Context engineering: one inference call
Context engineering is the design of a single inference call: what goes into the window, in what form, in what position, and what gets left out. Everything in scope is ephemeral — when the call ends, the window clears. Do it well and the model reasons cleanly on that one request; do it poorly and quality drops long before you hit the token limit. Three decisions carry most of the weight:
- Selective inclusion. A query returning hundreds of rows, a search returning five full articles, a verbose tool log — dumping all of it in bloats the window and lowers reasoning quality. What enters verbatim, what gets compressed to key facts, and what gets dropped is a design choice, not a default.
- Structural placement.Models attend most to the start and end of a long context and least to the middle — the “lost in the middle” effect. Hard constraints belong at the top; the most task-relevant retrieved material and the actual query belong near the end, close to where generation happens.
- Compression on arrival. Summarise a tool output when it returns, not when the window overflows. A 3,000-token API response the agent needs 150 tokens of should be squeezed before the next step — proactive, not a panic truncation later.
Conversation history is the component that grows fastest, so long-running agents need a standing compression strategy (rolling window, hierarchical summary, or structured state extraction) applied on a schedule — not a scramble at overflow. This is the same token-tax discipline, applied inside a single call.
Memory engineering: across calls, sessions, agents
Memory engineering is about what survivesa single interaction — the systems and policies for writing, storing, retrieving, updating, and governing information so later calls can use it. When an agent recalls something from last week, coordinates with another agent, or applies a preference it learned days ago, that's memory, not context. Four concerns:
- Write policy— the most overlooked, most consequential piece. What triggers a write, what's eligible, in what format (raw text vs. extracted facts vs. summaries), with what confidence, who's allowed to write, and how conflicts and expiry are handled. Skip it and the store defaults to keeping everything forever at equal trust — growing endlessly while getting less useful.
- Storage layer — different memory types want different backends: working (task state → fast K/V like Redis), episodic (past runs → vector store), semantic (durable facts/preferences → vector + K/V), procedural (learned workflows → structured store). The backend also constrains how you can retrieve.
- Retrieval strategy — not one operation: check working memory first (cheap, exact), fall back to semantic search, filter by recency and trust, inject only what the step needs.
- Maintenance — a store with no upkeep rots: confidence decay on volatile facts, dedup of near-identical entries, TTL expiry on time-sensitive data, and periodic compression of old episodes into summaries.
A useful honesty note from the source: structured state extraction (writing typed, validated facts) beats dumping raw conversation chunks into a vector store, which is brittle to rephrasing and conflicting updates — and tagging each entry with a trust level(internal system > user input > external) keeps low-trust content from silently poisoning later reasoning.
Where they meet: the retrieval boundary
The two disciplines aren't really separate — they meet at retrieval. Memory produces candidate information; context assembly decides whether it enters the prompt, how much of it, and where. Manage that boundary well and a pile of memory components becomes a coherent agent. Manage it badly and you get two failure modes that both look like something else:
Failure 1 — retrieval with no context budget. Memory finds the right entries and the assembler injects all of them, crowding out instructions and tool outputs. Retrieval metrics look great, memories are found, and performance still degrades — because context assembly never allocated a token budget. The fix is retrieval-aware assembly: set the budget first, then return only the highest-value memories that fit.
Failure 2 — good retrieval, bad placement. The right memory is retrieved and inserted, but appended wherever it lands — often deep in the middle, where attention is weakest — so the model behaves as if it's missing. Retrieval succeeded; placement failed. Retrieved info that must drive the current step belongs near the active reasoning region, not tacked on arbitrarily.
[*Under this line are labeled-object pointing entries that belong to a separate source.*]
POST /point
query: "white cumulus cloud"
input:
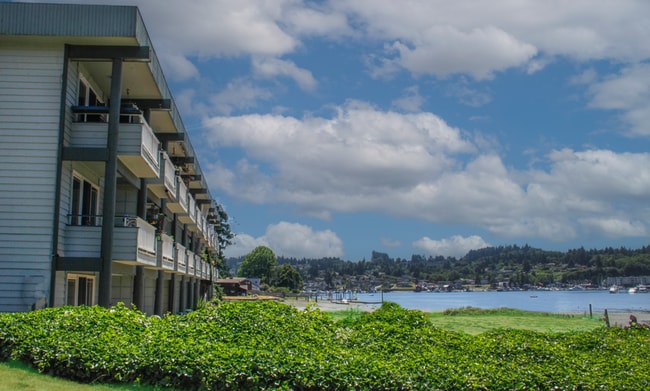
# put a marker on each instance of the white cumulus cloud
(290, 240)
(455, 246)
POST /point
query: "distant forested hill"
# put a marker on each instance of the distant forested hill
(518, 264)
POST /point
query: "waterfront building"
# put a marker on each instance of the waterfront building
(102, 198)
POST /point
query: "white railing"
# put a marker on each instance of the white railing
(170, 174)
(191, 263)
(150, 143)
(182, 196)
(168, 252)
(146, 237)
(191, 208)
(181, 258)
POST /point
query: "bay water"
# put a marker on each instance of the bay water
(540, 301)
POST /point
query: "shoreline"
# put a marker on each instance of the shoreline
(616, 319)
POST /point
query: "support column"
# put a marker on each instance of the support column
(197, 293)
(110, 184)
(138, 279)
(190, 293)
(171, 292)
(181, 293)
(160, 286)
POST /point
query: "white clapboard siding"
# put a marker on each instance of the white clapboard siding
(30, 90)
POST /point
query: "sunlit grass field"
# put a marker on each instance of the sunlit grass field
(475, 321)
(18, 376)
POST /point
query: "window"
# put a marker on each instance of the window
(80, 290)
(85, 198)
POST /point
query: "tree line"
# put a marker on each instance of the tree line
(519, 265)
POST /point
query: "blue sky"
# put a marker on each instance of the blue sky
(334, 128)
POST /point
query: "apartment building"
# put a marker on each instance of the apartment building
(102, 198)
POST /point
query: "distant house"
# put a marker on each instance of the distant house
(235, 286)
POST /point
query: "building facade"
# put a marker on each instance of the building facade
(102, 198)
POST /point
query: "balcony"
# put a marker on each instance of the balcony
(215, 274)
(137, 148)
(135, 244)
(179, 203)
(167, 248)
(165, 185)
(189, 219)
(191, 263)
(181, 259)
(134, 241)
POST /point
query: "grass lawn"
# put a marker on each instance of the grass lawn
(18, 376)
(475, 321)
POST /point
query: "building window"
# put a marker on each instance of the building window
(80, 290)
(85, 199)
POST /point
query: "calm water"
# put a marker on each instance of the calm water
(544, 301)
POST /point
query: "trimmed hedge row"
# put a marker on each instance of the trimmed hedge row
(268, 345)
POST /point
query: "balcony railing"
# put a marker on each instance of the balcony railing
(135, 245)
(181, 258)
(134, 241)
(167, 247)
(165, 185)
(179, 203)
(189, 218)
(191, 264)
(137, 148)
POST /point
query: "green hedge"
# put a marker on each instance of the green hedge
(268, 345)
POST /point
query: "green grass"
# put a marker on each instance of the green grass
(18, 376)
(476, 321)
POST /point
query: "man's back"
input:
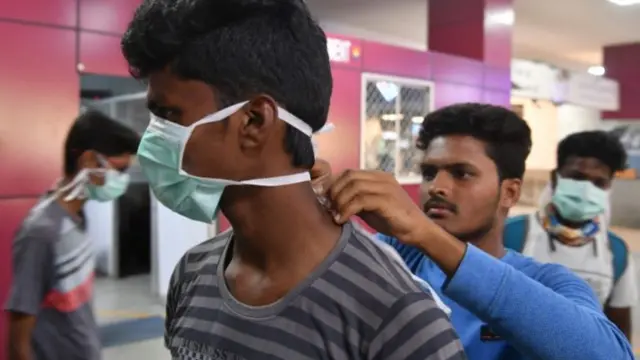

The through-line: retrieval isn't a search problem you solve in isolation — it's the first step of building the context window, subject to a budget and a placement decision. This is the persistence side of the same story the agent hand-off tax tells from the compute side: multi-agent systems live or die on how carefully they move the right information to the right place at the right time.
Why it's on a cost-and-quality site
Because both disciplines are, underneath, token discipline — and token discipline is cost and quality at once. Every un-budgeted retrieval and every un-compressed tool output is tokens you pay for that also degradethe answer. Getting context and memory right isn't just reliability engineering; it's the same “spend tokens where they earn their keep” instinct behind the token-tax playbook — applied to what the agent remembers and sees, not just which model runs it.